Rubinius 1.1 - and the Future of the GIL
Rubinius 1.1 is out (downloads at the Rubinius website or the GitHub repo, or just use RVM).
The Rubinius 1.1 release notes show a long list of improvements and bug fixes, but also some useful additions.
Rubinius has long had a powerful, fast debugger; 1.1 adds some new debugging features (from the release notes):
- Add Debugger APIs and reference CLI debugger
- Add heapdump capability for memory debugging
- Add code to detect bad extensions. Recompile your extensions.
- Add 'rbx report' and support for VM and ruby crashes
The debugger can be enabled with a command line switch (
-Xdebug), which will throw you straight into the debuggers command line at startup. Another way to use the debugger is via the Debugger API;
"require 'debugger'; calling
Debugger.start in the code will enter the debugger.
The team is busy building documentation for Rubinius; now also available via
rbx docs, which will serve the docs in the browser.
Performance has also received some attention:
- Add automatic object ivar packing (improves memory usage)
- Enable block inlining within the JIT
- Implement a new GIL algorithm to prevent starvation
The new GIL algorithm uses the same ideas as the reworked GIL in Python 3.2. However Rubinius 1.1 still has a GIL.
InfoQ caught up with Evan Phoenix, creator of Rubinius, before the 1.1 release, to ask about the Rubinius Hydra branch, which is supposed to yield a GIL-free VM.
InfoQ: What's your plan for removing the GIL in Rubinius?
[H]ere is the tactic I've taken:
1) Remove the GIL itself. This was fairly simple, it's just a C++ class called to in a few places.

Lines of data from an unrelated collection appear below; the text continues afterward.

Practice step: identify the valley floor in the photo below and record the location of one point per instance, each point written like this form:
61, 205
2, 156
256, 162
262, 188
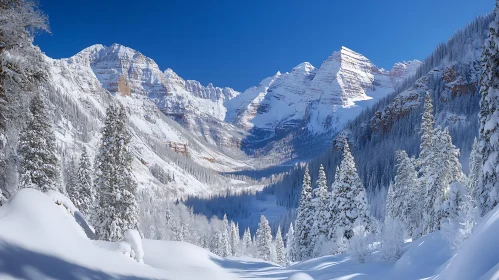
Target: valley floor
41, 240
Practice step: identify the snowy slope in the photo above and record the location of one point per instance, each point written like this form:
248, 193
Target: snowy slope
77, 103
40, 239
316, 97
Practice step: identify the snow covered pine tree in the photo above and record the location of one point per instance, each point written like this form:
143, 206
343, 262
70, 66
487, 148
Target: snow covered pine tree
82, 193
117, 208
304, 220
489, 119
39, 166
264, 239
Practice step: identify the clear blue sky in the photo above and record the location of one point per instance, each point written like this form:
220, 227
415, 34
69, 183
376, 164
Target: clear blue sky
237, 43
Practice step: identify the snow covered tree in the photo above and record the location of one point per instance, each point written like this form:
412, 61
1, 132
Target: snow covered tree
247, 243
82, 192
264, 239
332, 222
392, 239
70, 174
279, 246
320, 228
489, 119
19, 21
474, 175
427, 132
440, 172
117, 208
234, 239
39, 167
225, 249
352, 205
248, 249
359, 242
304, 220
290, 244
404, 195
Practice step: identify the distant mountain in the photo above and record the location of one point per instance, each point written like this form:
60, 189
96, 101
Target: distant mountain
317, 97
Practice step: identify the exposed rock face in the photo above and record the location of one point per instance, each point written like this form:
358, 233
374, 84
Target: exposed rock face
320, 99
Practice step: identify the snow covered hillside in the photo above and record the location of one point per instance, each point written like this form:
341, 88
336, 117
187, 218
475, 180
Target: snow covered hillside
40, 239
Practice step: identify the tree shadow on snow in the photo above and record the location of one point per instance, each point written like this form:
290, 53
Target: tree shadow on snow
21, 263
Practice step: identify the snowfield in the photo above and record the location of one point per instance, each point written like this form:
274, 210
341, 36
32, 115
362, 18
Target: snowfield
41, 240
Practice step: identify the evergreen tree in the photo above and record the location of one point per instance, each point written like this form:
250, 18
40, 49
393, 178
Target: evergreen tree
427, 132
279, 244
474, 175
234, 241
332, 222
290, 244
82, 193
404, 195
117, 208
320, 228
71, 178
489, 124
247, 243
264, 239
352, 205
304, 220
39, 167
225, 249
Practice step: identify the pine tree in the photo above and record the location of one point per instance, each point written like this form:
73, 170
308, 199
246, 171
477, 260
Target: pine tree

2) Rubinius was already organized around thread-local and shared data structures. I added mutexes to the shared data structures and add locks to most methods. I'm probably overlocking some things, but thats ok for now. I simplified this task using some C++ techniques such as scope locks that lock and unlock automatically when used in a scope.
3) When I introduced the JIT, I had to write code to allow the garbage collector to stop all threads in the system so it could safely GC. This was because the JIT already runs concurrently with executing ruby code. This code is cleanly reused now that the GIL is used.
4) I've been using the RubySpec thread specs to detect and fix thread related crashes. This has worked quite well since the specs exercise a number of behaviors of Threads. Most of the fixes have revolved around making sure Threads are properly started and cleaned up. I've used a combination of mutexes and spinlocks to keep things synchronized.
5) I've now started running the entire RubySpec suite to begin looking for more hangs and crashes.
InfoQ: What's your plan for removing the GIL in Rubinius? Will the GIL be gone completely or might there be areas where it might remain, around extensions or other systems?
It's possible there will be around using extensions, simply because extensions were not designed to be run concurrently. We use a handle system for C extensions to access GC objects, which we can make thread safe. But since C extensions use C libraries and such which might not be thread-safe, we'll likely need to take more precautions.
We'll likely have one lock for all execution of extension methods, or one lock per extension that all extension methods in that extension share. This would achieve isolation of code which we'd expect to access shared data and have a bit better performance characteristics.
The lock-per-extension idea also allows an extension to tell the system it is thread safe already and to omit the lock. This would obviously be an extension the the C-API, but it's something that extension writers have already contacted me about.
Hydra will be merged with one of the future versions of Rubinius, which would leave MRI 1.9.2 as the only Ruby VM with a GIL; JRuby and IronRuby have none and MacRuby dropped the GIL a while ago.
Everyone interested in seeing what the GIL does and how it's implemented in Ruby 1.9.x should take a look at Elise Huard's article on the GIL (GVL).
Ruby's (and Python's) lack of parallel running threads has led to developers looking at event-based and non-blocking I/O solutions as well as distributing the workload across OS processes. A lot of the recent excitement around Node.js' non-blocking nature seems related as well.
However, what happens once Ruby VMs without a GIL and parallel Ruby threads become mainstream - will this trend be reversed?
Python has threads
I don't know about Ruby, but Python has parallel running threads.
Re: Python has threads
If the link you provided addresses that, then I'm sorry I misunderstood you.